To a direct question, respondents in most states in the CSDS March 2019 survey said that the performance of both state and central governments would matter for their final decision.
It is clear that in some states the BJP and its allies are in trouble. In Tamil Nadu, the incumbent All India Anna Dravida Munnetra Kazhagam, which has allied with the BJP for the Lok Sabha elections, is poorly rated by voters, as is the National Democratic Alliance government at the Centre.
In BJP-ruled states like Haryana and Gujarat, both the state and central governments are rated well by respondents in the March 2019 CSDS survey, implying overall positivity for the party. But in states like Chhattisgarh and Odisha, where the non-BJP state government is rated well and so is the BJP-led central government, it could mean that voters will vote differently in state and parliamentary elections.
The CVoter poll didn’t always point in the same direction. The poll asks respondents what level of government they would want to change immediately. A large share had no response, but of those who responded, the central government was the most popular choice. However, unlike in the CSDS poll, some non-BJP governments in states like Odisha, Karnataka and Madhya Pradesh were seen as unpopular and respondents would like to see them changed.

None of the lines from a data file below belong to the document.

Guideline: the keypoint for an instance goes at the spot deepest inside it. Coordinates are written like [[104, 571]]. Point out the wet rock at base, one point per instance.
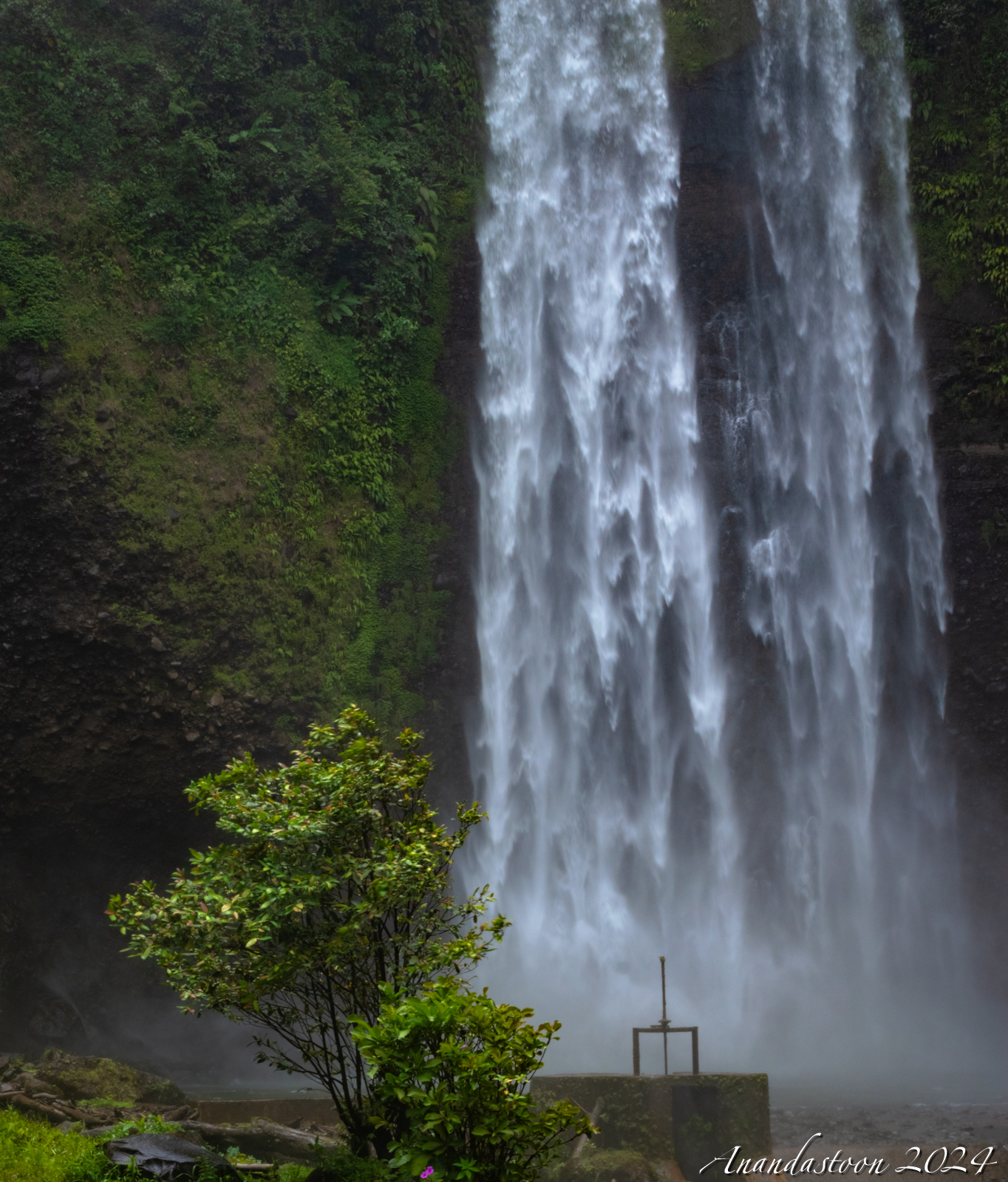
[[160, 1155], [90, 1077]]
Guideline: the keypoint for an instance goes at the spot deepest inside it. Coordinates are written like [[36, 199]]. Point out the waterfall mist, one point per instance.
[[749, 778]]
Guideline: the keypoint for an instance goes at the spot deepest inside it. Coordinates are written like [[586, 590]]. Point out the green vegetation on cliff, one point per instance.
[[957, 59], [234, 224]]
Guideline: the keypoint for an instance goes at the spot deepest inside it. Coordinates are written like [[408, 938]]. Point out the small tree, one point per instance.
[[335, 888], [452, 1070]]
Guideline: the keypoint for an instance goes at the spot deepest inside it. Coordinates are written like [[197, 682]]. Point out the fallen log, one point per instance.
[[33, 1108]]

Voters also draw distinctions between the national BJP government’s performance and the local BJP member of parliament’s performance. In states like Bihar, Delhi, Maharashtra and Uttar Pradesh, voters in the March 2019 CSDS survey gave poor ratings to the local BJP MPs.
CVoter’s tracking poll finds similar trends, though not for Chhattisgarh. Bihar MPs are particularly rated poorly despite positive sentiment in the state for the central government. The party will need to hope that its candidate selection works this time, or that voters choose party over candidate. In its 2014 post-poll survey, CSDS found that voters said that the PM candidate mattered more than the local candidate, and in 2019 Modi’s popularity remains strong other than in South India.
Political parties know, better than anyone else, how much the campaign matters. There are state leadership unpopularities to smooth over, candidates to tweak and messaging to fine-tune. Parties might find that it is a local, state and national election all rolled into one.